The charity's paper said that the history of Heathrow was "a series of minor planning disasters that together make up one of the country's truly great planning catastrophes." But Lord Soley, who wants a third runway at Heathrow said that this move was fraught with risks, "The more we move investment to the East - the Thames Estuary or wherever - the greater the problems for the west of London. There are 70,000 jobs at Heathrow and another 100,000 dependent on it," he told the BBC.
The charity paper also said that suddenly closing the airport made no sense and that it should be done gradually over the next century. Lord Soley said that Heathrow would be better off concentrating on matching other continental airports rather than shifting it altogether. "If we don't, then what we have to do is plan for the decline and closure of Heathrow in the next 10 to 20 years, not 40, and that would be a catastrophe for the west London region and profoundly serious for the rest of Britain," he added.

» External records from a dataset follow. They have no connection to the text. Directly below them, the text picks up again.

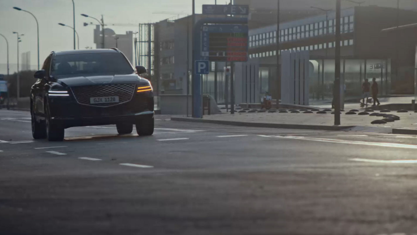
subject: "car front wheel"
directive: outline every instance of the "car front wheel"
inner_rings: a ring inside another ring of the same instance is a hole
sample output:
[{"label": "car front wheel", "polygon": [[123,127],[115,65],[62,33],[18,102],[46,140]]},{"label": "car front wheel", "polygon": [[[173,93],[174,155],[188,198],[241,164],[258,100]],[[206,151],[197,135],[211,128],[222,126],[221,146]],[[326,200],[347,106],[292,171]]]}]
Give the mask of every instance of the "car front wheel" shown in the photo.
[{"label": "car front wheel", "polygon": [[120,134],[130,134],[133,131],[133,124],[116,124],[117,133]]},{"label": "car front wheel", "polygon": [[62,141],[64,140],[64,128],[51,119],[48,103],[45,104],[45,109],[46,138],[49,141]]},{"label": "car front wheel", "polygon": [[146,117],[141,119],[136,124],[136,131],[139,136],[150,136],[153,134],[154,119]]}]

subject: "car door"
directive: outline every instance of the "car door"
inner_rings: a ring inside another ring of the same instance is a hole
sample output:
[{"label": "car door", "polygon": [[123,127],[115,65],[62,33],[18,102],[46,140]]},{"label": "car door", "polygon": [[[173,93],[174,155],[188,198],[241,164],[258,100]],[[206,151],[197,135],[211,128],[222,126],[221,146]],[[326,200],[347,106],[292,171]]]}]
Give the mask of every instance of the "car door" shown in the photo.
[{"label": "car door", "polygon": [[51,61],[52,54],[48,56],[42,66],[42,69],[45,71],[45,76],[43,78],[38,78],[34,85],[34,96],[35,104],[34,110],[36,114],[40,116],[45,116],[44,108],[44,97],[47,91],[45,91],[46,85],[48,83],[50,71]]}]

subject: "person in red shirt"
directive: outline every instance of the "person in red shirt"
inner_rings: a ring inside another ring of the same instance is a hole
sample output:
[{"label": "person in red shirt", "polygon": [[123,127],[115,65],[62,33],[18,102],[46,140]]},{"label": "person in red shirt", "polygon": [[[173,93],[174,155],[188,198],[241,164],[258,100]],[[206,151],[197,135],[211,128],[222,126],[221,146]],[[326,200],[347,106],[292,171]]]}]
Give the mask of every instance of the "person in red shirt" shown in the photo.
[{"label": "person in red shirt", "polygon": [[378,100],[378,83],[377,83],[377,79],[372,78],[372,99],[374,100],[374,106],[375,106],[375,102],[378,102],[378,105],[381,104],[379,101]]},{"label": "person in red shirt", "polygon": [[368,98],[369,97],[369,92],[370,90],[371,83],[368,81],[368,78],[365,78],[365,82],[362,84],[362,104],[361,106],[363,107],[365,105],[365,99],[366,99],[366,106],[368,106]]}]

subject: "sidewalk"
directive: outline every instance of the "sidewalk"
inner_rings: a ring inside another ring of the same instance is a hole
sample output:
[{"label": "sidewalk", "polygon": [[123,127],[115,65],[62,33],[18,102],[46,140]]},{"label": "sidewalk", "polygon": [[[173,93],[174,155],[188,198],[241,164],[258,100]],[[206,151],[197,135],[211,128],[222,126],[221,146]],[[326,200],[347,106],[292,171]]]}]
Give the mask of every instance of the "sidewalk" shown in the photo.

The report also said that "environmentally damaging short-haul flights" could be replaced by a high-speed rail link. A Thames Estuary site would ensure seclusion for the airport and take care of the noise factor over London as well. The association is an independent planning charity and its report said that the noise factor coupled with the fact that there was no room for expansion in Heathrow should force authorities to think about shifting.
"Passengers who fume at the long taxiing operations culminating in a take-off queue, or at long periods spent in the four holding areas at the four corners of the metropolis, might well echo Dr Johnson's famous remark about a dog walking on its hind legs; it's not that it is done well, but you are surprised to find it is done at all," argued the report authors Tony Hall and Sir Peter Hall.